QUADOMAIN CONDOMINIUM ASSOCIATION,
Appellee.
Nos. 4D19-1359 and 4D19-1531
[July 29, 2020]
Consolidated appeal from the Circuit Court for the Seventeenth Judicial
Circuit, Broward County; Carlos A. Rodriguez, Judge; L.T. Case No.
CACE17-20651.
Eric C. Edison of Gunster, Yoakley & Stewart, P.A., Fort Lauderdale,
for appellants.
Scott J. Edwards of Scott J. Edwards, P.A., Boca Raton, and
Christopher Sajdera of Sajdera Kim, PLLC, Boca Raton, for appellee.
GERBER, J.
A condominium unit owner appeals from two mandatory injunction
orders which permitted his condominium association to access his balcony
to perform restoration work. We affirm the circuit court’s finding that the
association was entitled to the injunction. However, we remand for further
proceedings based on the unit owner’s argument that the circuit court
erred in not requiring the association to give a bond pursuant to Florida
Rule of Civil Procedure 1.610(b) (“No temporary injunction shall be entered
unless a bond is given by the movant in an amount the court deems
proper, conditioned for the payment of costs and damages sustained by
the adverse party if the adverse party is wrongfully enjoined.”). We agree
with the unit owner that the circuit court erred by not requiring a bond.
The association argues the unit owner did not raise this argument in
the trial court, thus waiving the argument. The association is incorrect.
After the circuit court entered its initial order granting the association’s
motion for temporary injunction, the unit owner filed a motion to vacate
the order because, among other reasons, the order did not require a bond
under rule 1.610(b). The circuit court denied the motion to vacate. Thus,
the unit owner preserved his argument of error for not requiring a bond.
In the alternative, the association argues we should dismiss the appeal
as moot because, during this appeal’s pendency, the association
completed the work on the unit owner’s balcony. The unit owner responds
the appeal is not moot because he may be subject to a collateral legal
consequence, that is, the association’s allegation it is the prevailing party
under its pending motion for attorney’s fees and costs pursuant to section
718.303(1), Florida Statutes (2018), and the condominium declaration.
We agree with the unit owner that because of the possible collateral
legal consequence of prevailing party attorney’s fees and costs, the appeal
is not moot. See Smulders for 129–31 Harrison Street, LLC v. Thirty–Three
Sixty Condominium Association, Inc., 245 So. 3d 802, 805 (Fla. 4th DCA
2018) (unit owners’ action was not rendered moot by completion of
renovation and payment by all unit owners of their share of special
assessment where collateral consequences, including prevailing party
attorney’s fees under section 718.303(1), required determination).

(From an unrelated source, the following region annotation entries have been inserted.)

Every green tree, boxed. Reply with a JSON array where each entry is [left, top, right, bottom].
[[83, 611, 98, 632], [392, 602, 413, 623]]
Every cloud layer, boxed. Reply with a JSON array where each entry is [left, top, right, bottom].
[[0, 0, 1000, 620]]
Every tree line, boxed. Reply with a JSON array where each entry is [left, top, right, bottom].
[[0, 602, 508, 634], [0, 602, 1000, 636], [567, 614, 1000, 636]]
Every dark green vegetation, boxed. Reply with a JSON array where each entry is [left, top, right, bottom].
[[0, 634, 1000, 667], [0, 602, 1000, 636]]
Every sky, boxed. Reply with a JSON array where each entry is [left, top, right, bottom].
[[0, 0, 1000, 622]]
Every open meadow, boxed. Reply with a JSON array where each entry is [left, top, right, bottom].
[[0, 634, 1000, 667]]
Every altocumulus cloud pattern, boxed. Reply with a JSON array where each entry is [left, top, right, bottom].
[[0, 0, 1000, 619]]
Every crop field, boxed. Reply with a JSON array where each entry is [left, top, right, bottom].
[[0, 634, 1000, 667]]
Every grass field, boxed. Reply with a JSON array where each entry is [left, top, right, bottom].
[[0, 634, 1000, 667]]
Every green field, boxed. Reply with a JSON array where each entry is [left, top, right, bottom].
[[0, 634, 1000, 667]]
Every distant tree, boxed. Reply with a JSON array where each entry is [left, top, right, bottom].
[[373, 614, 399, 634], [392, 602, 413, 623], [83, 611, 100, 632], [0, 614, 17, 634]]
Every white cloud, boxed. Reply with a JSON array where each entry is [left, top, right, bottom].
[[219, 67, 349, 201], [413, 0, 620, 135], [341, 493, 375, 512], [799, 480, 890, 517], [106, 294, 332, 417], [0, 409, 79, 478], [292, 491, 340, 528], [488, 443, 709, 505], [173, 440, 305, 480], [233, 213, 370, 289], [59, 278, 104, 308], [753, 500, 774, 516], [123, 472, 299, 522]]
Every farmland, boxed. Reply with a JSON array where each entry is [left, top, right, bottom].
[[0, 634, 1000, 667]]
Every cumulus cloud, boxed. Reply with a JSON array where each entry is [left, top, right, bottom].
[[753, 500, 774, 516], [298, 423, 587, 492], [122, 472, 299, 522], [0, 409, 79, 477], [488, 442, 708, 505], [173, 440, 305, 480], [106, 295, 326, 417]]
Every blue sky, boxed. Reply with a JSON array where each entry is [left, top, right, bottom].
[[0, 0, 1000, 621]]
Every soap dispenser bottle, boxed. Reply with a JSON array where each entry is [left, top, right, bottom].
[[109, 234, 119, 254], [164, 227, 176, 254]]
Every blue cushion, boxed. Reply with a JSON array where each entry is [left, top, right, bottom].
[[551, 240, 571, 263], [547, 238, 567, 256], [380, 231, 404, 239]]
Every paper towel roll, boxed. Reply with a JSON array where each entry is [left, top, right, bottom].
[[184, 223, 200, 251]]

Based on the foregoing, we affirm the circuit court’s finding that the
association was entitled to the injunction. However, we reverse as to the
circuit court’s error in not requiring a bond under rule 1.610(b). Because
the action for which the bond would have been required has been
completed, no need exists for the circuit court to hold an evidentiary
hearing on what bond amount should have been required. Rather, the
circuit court shall consider our reversal on the bond issue, along with all
other issues in the case as a whole, in determining entitlement to
attorney’s fees and costs as the prevailing party pursuant to any pending
motions under section 718.303(1) and the condominium declaration.
Affirmed in part, reversed in part, and remanded with instructions.
WARNER and GROSS, JJ., concur.
* * *
Not final until disposition of timely filed motion for rehearing.